Kalao mau dikumpulin, jumlah keluhan tentang pekerjaan kontraktual itu biasanya jadi banyak. Mulai dari ketiadaan jaminan akan masa depan, dibayar cuma honor doang yang kadang suka telat, serta jika proyek habis maka bersiap-siap menganggur atau cari lagi yang baru. Itu memang cerita dari jaman dulu. Idealnya sih pekerjaan kontraktual adalah sampingan. Artinya, bukan jadi pekerjaan yang bersifat tetap. Istilahnya cari tambahan. Tapi seiring dengan waktu, pekerjaan kontraktual yang semakin terspesialisasi malah jadi sumber pemasukan inti yang deg-deg ser. Begitu mau habis harus cari lagi yang lain.
Maka ada istilah kutu loncat. Orang yang kerjanya bersifat kontraktual secara permanen. Apa yang tetap adalah berpindah-pindah itu sendiri. Dalam hitungan paling banter dua tahun atau malah tiga bulan sudah harus cari lagi. Tudingan kepada orang seperti ini adalah tidak loyal, tidak ingin mengejar karir, hanya puas dibayar by project based dan sudah pasti nggak pikir panjang. Kalo ada yang gedean, langsung sikat. Karakternya dianggap persis seperti orang marketing yang berpindah-pindah kerja cari posisi, jabatan dan duit lebih besar.
Tapi apa iya salah mereka? Nggak juga. Pertama, banyak perusahaan yang langsung atau tidak justru memfasilitasi kondisi seperti ini. Menggaji karyawan tetap itu berat. Nggak bisa hanya dengan hitungan bulan gaji. Ada sejumlah kewajiban lain yang juga harus dibayarkan seperti tunjangan, bonus dan lainnya. Maka siasat yang dilakukan adalah dengan memiliki karyawan tetap sedikit mungkin, pelaporan gaji minimal, banyakin tunjangan dan fasilitas dalam bentuk seperti pelatihan supaya nggak kena pajak.

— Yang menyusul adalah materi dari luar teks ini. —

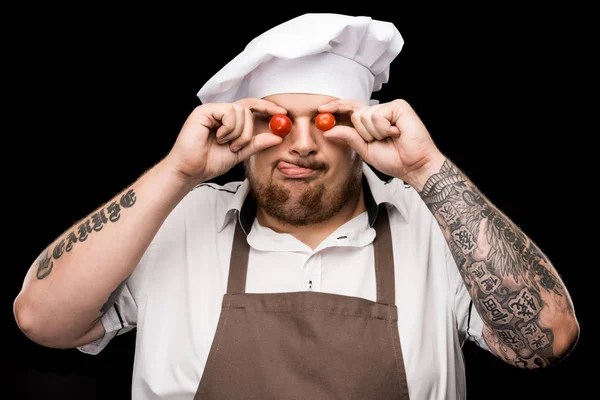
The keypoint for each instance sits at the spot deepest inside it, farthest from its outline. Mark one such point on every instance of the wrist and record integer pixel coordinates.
(418, 177)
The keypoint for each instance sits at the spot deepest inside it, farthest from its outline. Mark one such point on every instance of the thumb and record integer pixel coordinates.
(259, 142)
(350, 136)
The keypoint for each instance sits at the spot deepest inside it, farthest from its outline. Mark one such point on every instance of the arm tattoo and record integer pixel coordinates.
(510, 280)
(81, 232)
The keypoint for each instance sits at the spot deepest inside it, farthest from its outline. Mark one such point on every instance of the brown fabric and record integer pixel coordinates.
(307, 345)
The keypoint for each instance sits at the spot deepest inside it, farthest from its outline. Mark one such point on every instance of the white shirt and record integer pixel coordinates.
(174, 296)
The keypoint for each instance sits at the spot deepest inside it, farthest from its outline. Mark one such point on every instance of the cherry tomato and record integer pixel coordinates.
(325, 121)
(280, 124)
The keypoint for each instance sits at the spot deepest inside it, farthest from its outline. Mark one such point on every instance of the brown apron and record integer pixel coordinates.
(307, 345)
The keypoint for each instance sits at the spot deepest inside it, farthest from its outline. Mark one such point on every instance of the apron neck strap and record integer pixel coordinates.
(382, 245)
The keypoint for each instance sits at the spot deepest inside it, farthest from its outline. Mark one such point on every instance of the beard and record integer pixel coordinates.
(314, 204)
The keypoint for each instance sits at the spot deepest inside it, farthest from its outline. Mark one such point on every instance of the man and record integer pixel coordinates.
(312, 278)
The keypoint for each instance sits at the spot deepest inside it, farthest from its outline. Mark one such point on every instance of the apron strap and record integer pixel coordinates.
(238, 264)
(384, 260)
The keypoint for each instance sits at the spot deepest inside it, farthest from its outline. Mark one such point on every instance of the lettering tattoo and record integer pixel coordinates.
(81, 232)
(510, 280)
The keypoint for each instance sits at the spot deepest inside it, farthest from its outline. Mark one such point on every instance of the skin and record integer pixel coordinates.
(527, 311)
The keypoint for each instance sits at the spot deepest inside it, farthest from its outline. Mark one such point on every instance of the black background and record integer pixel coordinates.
(95, 96)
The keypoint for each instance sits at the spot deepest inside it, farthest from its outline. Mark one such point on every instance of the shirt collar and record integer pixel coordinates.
(376, 192)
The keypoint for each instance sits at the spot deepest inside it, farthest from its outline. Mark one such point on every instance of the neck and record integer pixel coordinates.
(312, 235)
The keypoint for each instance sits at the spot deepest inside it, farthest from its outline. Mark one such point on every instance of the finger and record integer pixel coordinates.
(382, 118)
(350, 136)
(362, 130)
(258, 143)
(246, 134)
(261, 105)
(342, 106)
(366, 119)
(237, 129)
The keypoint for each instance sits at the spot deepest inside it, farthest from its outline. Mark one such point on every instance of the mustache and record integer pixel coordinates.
(306, 163)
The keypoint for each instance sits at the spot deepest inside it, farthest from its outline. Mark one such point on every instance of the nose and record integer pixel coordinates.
(302, 138)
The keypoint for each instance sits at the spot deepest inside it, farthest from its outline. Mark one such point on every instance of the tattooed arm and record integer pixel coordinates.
(528, 315)
(74, 281)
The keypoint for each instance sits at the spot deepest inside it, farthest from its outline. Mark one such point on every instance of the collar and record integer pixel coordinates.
(376, 192)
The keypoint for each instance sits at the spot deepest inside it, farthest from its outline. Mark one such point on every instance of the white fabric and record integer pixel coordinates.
(174, 296)
(331, 54)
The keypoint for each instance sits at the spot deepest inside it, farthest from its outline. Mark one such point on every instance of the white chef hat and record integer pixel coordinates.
(331, 54)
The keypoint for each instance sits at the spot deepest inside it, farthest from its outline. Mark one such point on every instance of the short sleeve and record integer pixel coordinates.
(469, 322)
(122, 316)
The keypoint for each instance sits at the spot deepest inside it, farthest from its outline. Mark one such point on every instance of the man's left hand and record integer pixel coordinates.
(390, 137)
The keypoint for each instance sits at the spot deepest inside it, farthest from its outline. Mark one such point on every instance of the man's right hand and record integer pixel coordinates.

Selebihnya ya rekrut karyawan tidak tetap dengan hitungan kontrak tiga sampai dua tahun. Mau diperpanjang? pindah divisi dengan kontrak baru. Nggak mau pake lagi? Terminate segera. Kedua, Konsekuensinya adalah lahir angkatan kerja yang sepenuhnya mengandalkan kerja proyekan. Mentalitas yang terbentuk adalah menyelesaikan pekerjaan secepat mungkin dan siap cari yang baru. Maka kalo ditanya apa nggak kepengen kerja tetap? Nah, semua pasti mau. Masalahnya kondisi semacam itu adalah juga kontribusi dari pemberi kerja kan?
"The whole point of loyalty was not to change: stick with those who stuck with you." ~Larry McMurtry
Jadi tidak fair jika menuduh para pencari kerja itu tidak loyal, hanya pedulian soal take home pay dan menjadi kutu loncat. Masih banyak mereka yang jujur mau berkarir apalagi jaman gini semua serba sulit. Boro-boro mikirin membiayai keluarga, rumah saja sulit untuk dibeli dan dimiliki. Tapi masih ada juga orang yang memang hobinya berpindah-pindah. Bisa jadi karena karakternya borongan alias proyekan, bisa juga karena sadar diri nggak punya banyak kemampuan atau kebiasaan untuk bekerja dibawah orang lain. Sukur-sukur kalo bisa jadi tuan atas diri sendiri tanpa rasa iri terhadap orang lain. Paling repot kalo udah nggak bisa apa-apa, memelas minta kerjaan, tapi begitu di atas angin merasa sudah berkuasa atas segalanya. Padahal statusnya ya tetap sama sebagai kontraktor. Cuma kalo yang ini bukan kutu loncat, melainkan bajing loncat; siap berpindah dari satu muatan truk ke muatan lain buat menggerogoti. Anyep kan?